Recent media coverage of “red carpet” events and “fashions in the field” shows how much attention is still paid to what women wear. But while fashion is often portrayed as a product of women’s vanity or self-indulgence, the forces driving female fashion have long involved male influence, whether through design, media, or social expectations.

This dynamic was already evident in the 1880s, when newspapers commented critically on women’s dress. The following article from The Daylesford Advocate of 11 February 1882 reveals how such commentary often blamed women for fashion excesses that were, in part, shaped by the very society judging them.
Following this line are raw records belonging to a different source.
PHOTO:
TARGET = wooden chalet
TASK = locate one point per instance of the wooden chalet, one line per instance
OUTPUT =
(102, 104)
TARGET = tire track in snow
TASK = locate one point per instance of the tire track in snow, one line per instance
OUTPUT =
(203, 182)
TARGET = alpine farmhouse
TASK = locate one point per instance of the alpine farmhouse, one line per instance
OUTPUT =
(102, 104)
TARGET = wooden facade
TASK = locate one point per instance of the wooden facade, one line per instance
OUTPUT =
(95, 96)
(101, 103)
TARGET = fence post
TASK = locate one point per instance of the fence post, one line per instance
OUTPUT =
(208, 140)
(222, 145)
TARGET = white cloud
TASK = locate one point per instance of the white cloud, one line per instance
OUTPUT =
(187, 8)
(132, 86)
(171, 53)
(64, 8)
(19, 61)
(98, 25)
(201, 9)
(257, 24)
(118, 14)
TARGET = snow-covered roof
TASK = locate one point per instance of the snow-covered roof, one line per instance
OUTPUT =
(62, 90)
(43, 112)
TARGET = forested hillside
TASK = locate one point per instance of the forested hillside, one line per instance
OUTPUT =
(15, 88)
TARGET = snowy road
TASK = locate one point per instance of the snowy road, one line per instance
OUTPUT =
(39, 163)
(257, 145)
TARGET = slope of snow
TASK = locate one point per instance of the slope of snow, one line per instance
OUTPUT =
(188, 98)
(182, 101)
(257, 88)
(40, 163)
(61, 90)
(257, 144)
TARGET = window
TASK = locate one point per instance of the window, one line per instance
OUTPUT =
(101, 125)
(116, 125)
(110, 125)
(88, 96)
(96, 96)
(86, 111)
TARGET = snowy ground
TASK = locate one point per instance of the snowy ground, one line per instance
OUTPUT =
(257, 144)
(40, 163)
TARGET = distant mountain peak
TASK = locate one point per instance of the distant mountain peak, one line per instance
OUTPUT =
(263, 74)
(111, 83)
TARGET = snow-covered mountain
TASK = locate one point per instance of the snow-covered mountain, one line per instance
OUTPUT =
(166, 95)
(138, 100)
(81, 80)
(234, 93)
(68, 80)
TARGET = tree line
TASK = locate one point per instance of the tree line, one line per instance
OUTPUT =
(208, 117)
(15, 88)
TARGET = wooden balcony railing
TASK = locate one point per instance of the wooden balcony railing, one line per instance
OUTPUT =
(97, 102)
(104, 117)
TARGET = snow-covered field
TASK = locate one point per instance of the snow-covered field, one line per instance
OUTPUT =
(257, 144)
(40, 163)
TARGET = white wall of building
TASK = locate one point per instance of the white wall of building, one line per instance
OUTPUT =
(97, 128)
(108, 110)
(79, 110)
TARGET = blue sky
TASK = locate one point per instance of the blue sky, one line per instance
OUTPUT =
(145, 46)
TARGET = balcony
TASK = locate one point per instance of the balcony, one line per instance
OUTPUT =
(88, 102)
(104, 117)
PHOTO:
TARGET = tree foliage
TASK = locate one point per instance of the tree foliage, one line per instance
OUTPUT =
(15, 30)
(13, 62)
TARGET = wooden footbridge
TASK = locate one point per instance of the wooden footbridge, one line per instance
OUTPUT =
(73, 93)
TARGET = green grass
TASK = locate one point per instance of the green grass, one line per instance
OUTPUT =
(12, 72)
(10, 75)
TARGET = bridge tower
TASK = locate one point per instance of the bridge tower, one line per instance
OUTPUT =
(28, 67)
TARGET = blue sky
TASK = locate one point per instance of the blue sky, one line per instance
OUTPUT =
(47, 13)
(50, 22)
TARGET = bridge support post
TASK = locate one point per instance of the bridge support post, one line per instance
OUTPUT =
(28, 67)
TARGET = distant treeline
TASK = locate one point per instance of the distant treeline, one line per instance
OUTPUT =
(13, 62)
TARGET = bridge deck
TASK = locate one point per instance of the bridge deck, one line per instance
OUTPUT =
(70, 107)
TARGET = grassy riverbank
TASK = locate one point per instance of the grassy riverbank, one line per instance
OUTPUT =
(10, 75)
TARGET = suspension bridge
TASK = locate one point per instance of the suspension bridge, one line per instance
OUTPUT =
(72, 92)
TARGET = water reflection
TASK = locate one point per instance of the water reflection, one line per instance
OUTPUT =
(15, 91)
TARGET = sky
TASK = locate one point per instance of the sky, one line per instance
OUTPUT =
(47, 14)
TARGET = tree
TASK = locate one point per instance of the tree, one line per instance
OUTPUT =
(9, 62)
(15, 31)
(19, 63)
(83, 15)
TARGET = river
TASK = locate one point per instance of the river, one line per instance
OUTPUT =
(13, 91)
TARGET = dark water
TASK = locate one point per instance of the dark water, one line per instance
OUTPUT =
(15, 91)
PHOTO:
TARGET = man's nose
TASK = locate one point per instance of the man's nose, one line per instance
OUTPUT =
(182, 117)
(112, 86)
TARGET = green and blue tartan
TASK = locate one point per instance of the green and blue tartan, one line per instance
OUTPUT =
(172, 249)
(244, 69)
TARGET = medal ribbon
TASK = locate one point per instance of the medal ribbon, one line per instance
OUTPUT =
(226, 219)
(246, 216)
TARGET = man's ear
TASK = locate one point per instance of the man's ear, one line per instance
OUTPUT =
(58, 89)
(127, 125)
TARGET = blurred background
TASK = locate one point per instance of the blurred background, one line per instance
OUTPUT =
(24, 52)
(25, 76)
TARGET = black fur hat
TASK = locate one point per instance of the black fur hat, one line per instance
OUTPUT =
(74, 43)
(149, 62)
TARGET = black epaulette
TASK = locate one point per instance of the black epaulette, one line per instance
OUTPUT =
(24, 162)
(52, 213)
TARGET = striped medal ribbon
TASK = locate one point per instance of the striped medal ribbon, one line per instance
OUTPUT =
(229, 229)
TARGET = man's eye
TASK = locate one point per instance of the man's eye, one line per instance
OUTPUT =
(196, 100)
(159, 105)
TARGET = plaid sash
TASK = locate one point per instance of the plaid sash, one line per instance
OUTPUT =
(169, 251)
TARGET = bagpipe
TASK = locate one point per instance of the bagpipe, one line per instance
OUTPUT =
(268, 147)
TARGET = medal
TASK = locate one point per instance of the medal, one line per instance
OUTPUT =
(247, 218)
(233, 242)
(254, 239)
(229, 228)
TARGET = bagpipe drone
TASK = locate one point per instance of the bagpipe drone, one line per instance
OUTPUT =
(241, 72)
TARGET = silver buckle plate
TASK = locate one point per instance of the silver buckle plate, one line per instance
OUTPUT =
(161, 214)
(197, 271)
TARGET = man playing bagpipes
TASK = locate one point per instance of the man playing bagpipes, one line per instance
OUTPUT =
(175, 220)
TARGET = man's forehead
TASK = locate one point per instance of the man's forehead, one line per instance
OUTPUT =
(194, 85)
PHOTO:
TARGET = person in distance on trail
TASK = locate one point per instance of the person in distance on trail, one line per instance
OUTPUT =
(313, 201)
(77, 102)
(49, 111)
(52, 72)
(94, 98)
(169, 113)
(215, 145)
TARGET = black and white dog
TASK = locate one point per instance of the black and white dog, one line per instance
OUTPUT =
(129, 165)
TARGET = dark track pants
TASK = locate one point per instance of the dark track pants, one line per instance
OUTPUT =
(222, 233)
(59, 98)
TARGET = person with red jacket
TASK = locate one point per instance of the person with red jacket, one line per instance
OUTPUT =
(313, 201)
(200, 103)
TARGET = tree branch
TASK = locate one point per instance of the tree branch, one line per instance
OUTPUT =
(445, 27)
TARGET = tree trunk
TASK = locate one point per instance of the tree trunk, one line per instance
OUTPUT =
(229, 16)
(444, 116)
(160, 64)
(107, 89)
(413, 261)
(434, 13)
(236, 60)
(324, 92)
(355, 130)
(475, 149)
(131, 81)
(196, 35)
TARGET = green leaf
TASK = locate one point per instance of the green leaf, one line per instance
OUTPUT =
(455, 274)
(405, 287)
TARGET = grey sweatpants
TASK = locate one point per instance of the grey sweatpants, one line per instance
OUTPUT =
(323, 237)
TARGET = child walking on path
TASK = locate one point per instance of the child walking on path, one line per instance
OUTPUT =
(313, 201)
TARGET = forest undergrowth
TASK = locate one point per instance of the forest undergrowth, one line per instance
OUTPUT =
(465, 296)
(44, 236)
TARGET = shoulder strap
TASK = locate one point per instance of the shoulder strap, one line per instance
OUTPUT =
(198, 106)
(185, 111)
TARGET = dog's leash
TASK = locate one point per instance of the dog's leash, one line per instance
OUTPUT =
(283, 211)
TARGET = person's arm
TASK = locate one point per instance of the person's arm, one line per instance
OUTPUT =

From The Daylesford Advocate of Saturday 11 February 1882:

Deaths from tight lacing have been of frequent occurrence for many years past, and a few more or less, says The Lancet, can make no difference to the fashionable world.  Dr Danford Thomas, the coroner for Central Middlesex, says he is personally cognizant of four or five such painful sacrifices to an ideal conception of the human figure, which is totally at variance with fact and opposed to the laws of nature.

In the most recent case of this class recorded, an aged woman who died from syncope [Editor’s Note:  The medical term for fainting, a temporary loss of consciousness caused by a sudden loss of flow of blood to the brain] was found to have so compressed her body by tight lacing that the stomach was, as it were, divided into two portions, one being thrust upwards so as to hamper the movements of the heart, whilst the other was forced downwards.  It may be alleged that the death of a woman at 70 years of age cannot be held as evidence against the urgent evils of the practice.

We lay great stress on the case because it is clearly not available as evidence of urgency.  It is rather significant as a proof of the injury which the human body will endure without the extinction of life.  It cannot be pretended that a stomach ought to be compressed as this woman’s had been.  She lived on in spite of the maltreatment to which her figure was subjected in the interests of fashion.

It cannot therefore be argued that, inasmuch as the deaths from tight lacing are not so numerous as they might be, no serious harm is done.  It is evident that extra violence may be used, and grave mischief may be done by tight lacing even when the victims of this stupid and baneful practice are not killed outright.

Many of the maladies to which women are subjected are the direct consequences of their habits, and the vagaries of dress and the artifices of the toilet are among the most pernicious.  Although it is vain to argue with women, the facts must be stated, however little may be their influence on the female mind by vanity distraught.